Get Your Groove Back: The Workplace


Some call it the 90-day haze—those first three months of broken sleep, frantic googling, and trying to figure out why your clothes always smell like spit up. As your newborn transitions into an infant and you begin to emerge from the haze, you’ll start getting back into your rhythms. Sure, life won’t be exactly like it was before (after all, you have a kid now!), but a new normal will evolve. You’ll go on date nights again. You’ll go to the gym again. You’ll wear skinny jeans again. You can do this, mama. Those first few months with a baby are rough, but they don’t last forever. Here’s your go-to guide for feeling like yourself again.

The first day back to work
These wise mamas tell us what that first day back was really like: the good, the bad, and the not-as-bad-as-I-thought-it-would-be.

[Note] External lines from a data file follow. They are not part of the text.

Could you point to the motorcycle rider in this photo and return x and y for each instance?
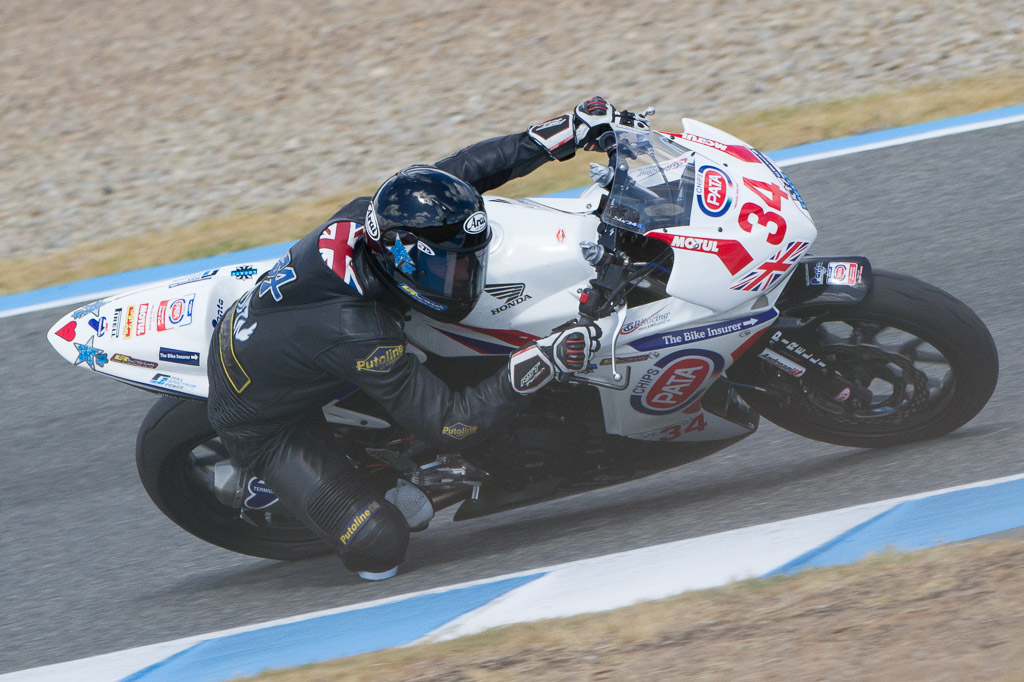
(329, 315)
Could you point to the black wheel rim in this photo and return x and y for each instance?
(911, 381)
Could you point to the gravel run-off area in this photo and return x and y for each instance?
(119, 117)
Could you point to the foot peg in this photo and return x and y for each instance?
(413, 503)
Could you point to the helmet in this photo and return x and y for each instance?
(427, 239)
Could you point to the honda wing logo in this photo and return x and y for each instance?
(512, 294)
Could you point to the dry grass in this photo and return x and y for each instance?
(767, 130)
(952, 612)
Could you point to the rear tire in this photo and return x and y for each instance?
(928, 358)
(173, 452)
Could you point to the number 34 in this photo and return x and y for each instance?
(751, 214)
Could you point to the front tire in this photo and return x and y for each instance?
(175, 453)
(928, 359)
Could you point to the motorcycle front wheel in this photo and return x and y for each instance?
(928, 360)
(177, 454)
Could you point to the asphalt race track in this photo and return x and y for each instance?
(89, 565)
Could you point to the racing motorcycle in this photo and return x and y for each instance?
(690, 251)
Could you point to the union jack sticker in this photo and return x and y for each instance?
(773, 269)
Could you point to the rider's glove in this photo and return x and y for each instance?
(555, 135)
(564, 352)
(591, 119)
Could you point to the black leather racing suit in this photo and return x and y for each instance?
(318, 322)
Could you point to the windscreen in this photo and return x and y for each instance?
(652, 183)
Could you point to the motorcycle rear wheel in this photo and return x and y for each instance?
(174, 453)
(929, 360)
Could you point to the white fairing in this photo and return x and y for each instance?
(747, 230)
(158, 337)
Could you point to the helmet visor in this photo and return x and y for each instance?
(437, 271)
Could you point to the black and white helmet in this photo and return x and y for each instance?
(427, 236)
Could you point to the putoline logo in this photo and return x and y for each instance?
(714, 190)
(677, 384)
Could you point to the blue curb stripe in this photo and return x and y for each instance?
(327, 637)
(832, 145)
(96, 286)
(92, 288)
(922, 523)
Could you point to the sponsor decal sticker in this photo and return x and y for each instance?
(738, 151)
(175, 312)
(337, 244)
(702, 333)
(459, 430)
(513, 294)
(134, 361)
(179, 356)
(279, 275)
(244, 272)
(767, 273)
(260, 495)
(782, 364)
(91, 309)
(381, 359)
(818, 278)
(239, 330)
(99, 326)
(129, 320)
(420, 298)
(143, 317)
(645, 323)
(116, 323)
(401, 259)
(88, 353)
(475, 223)
(68, 331)
(674, 381)
(731, 253)
(198, 276)
(844, 273)
(172, 383)
(220, 312)
(358, 520)
(373, 227)
(714, 190)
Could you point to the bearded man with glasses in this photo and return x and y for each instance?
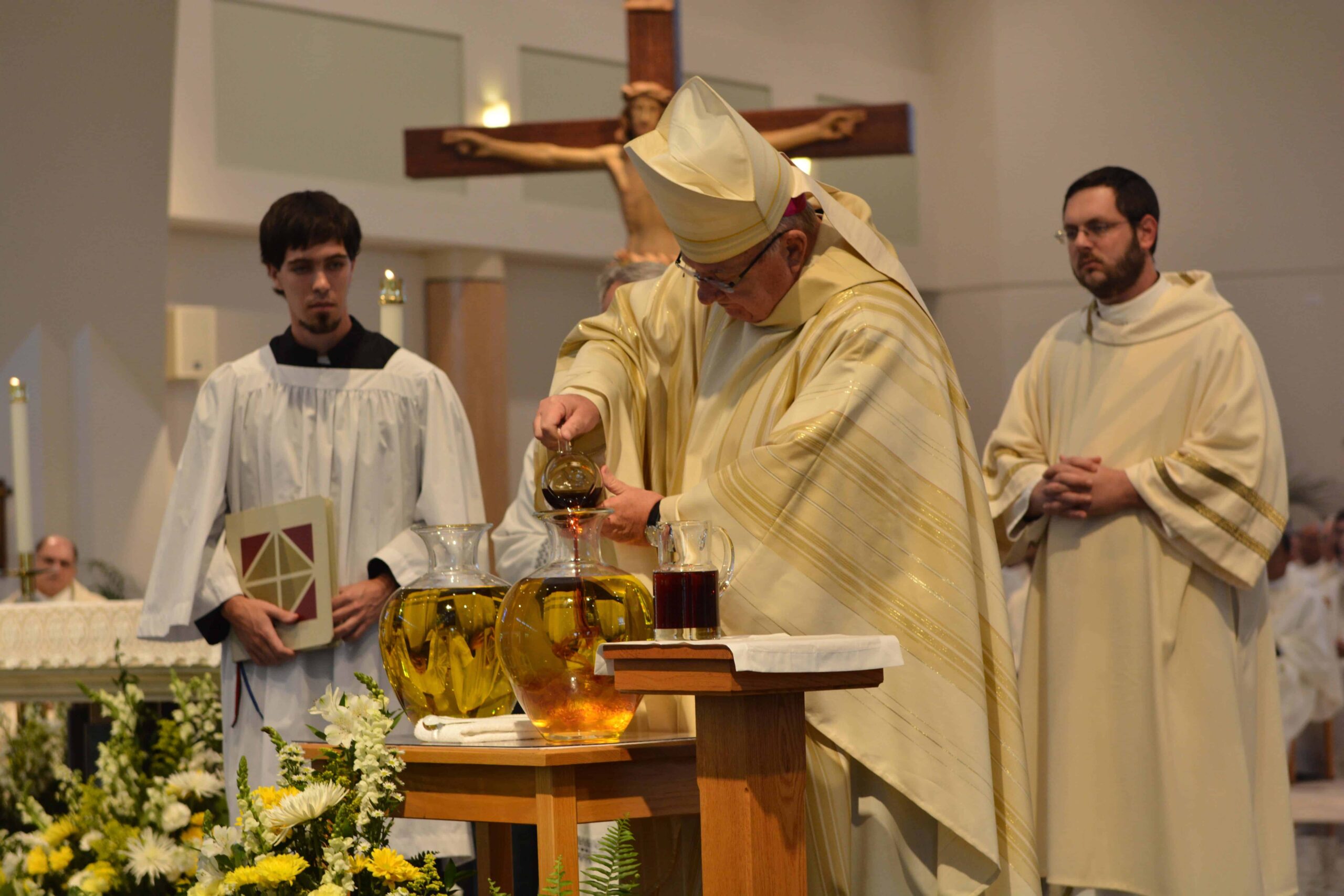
(784, 379)
(1141, 452)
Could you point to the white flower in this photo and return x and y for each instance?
(205, 758)
(306, 805)
(195, 784)
(328, 704)
(154, 856)
(176, 816)
(221, 841)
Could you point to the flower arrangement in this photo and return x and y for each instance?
(323, 829)
(135, 825)
(143, 824)
(32, 749)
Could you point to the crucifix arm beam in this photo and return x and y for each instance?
(886, 131)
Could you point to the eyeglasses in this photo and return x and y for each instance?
(1093, 230)
(737, 281)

“It was hard walking out the door knowing I had to go eight hours without my baby, but once I got settled in and put a thousand photos of him up at my desk to stare at—no joke—it felt nice to be social and have another identity other than Mommy.” —Holly, account executive

Photograph by Aaron M. Conway

“I provided myself with space to feel whatever I needed to feel in that moment. Those feelings ranged from ‘missing him until it hurt’ to ‘being ecstatic to use my professional brain again.’” —Krista, medical social worker

“I was not prepared for the emotional roller coaster throughout my first day back to work. It started with tears during drop-off—my daughter seemed even littler in someone else’s arms!— followed by a stomachache mid-day. Each week became easier to manage, especially when we could see how happy our daughter appeared to be with her caregivers.” —Katie, principal consultant

“It ended up going much smoother than I thought. It was great to have adult conversations again, and I was distracted enough by work that I didn’t miss my girl nearly as much as I thought I would.” —Liz, communication consultant

“The daycare we chose made coming back to work so much easier because they had webcams and I could check in on her literally all throughout the day.” —Shannon, business development specialist

“I chose to focus on all the reasons going back to work was a positive change—it helped my postpartum depression finally lift, it provided the social time with other adults I missed during leave, and even the fact that it gave me a reason to wear makeup again!” —Marci, attorney

seven pro tips for pumping at work

1. Keep a second pump at the office. Lugging all those parts back and forth gets old real quick. If buying a second pump isn’t in the budget, ask a friend to borrow one.
2. Figure out where you’re going to pump before going on maternity leave. Employers of hourly workers are required by law to provide a private, non-restroom pumping space. But even if you’re salaried, it’s well within your rights to ask for a private pumping space and access to a refrigerator.
3. Bring an open-front sweater or sweatshirt. You’d be surprised how chilly the office can be when you’re, um, exposed.
4. Invest in a pumping bra. The convenience of being hands-free cannot be overstated.
5. Bring proper cleaning supplies. The Food & Drug Administration recently released new standards for cleaning pump parts. Yes, you must really clean every part with soap and hot water after every pumping session. Air-drying is recommended.
6. Block off your calendar to pump. Mark off designated pumping times on your Outlook calendar so that colleagues can’t schedule you during those times.
7. Make a first-day checklist. Pump, parts, bottles, lids, soap, cleaning brush, towel or paper towels, cooler, ice packs, nursing pads, and open-front sweater/sweatshirt.

Mom Hack: If you’re prone to forgetting your pumped milk at the office, put your car keys in the cooler with your milk. You won’t get far without that milk.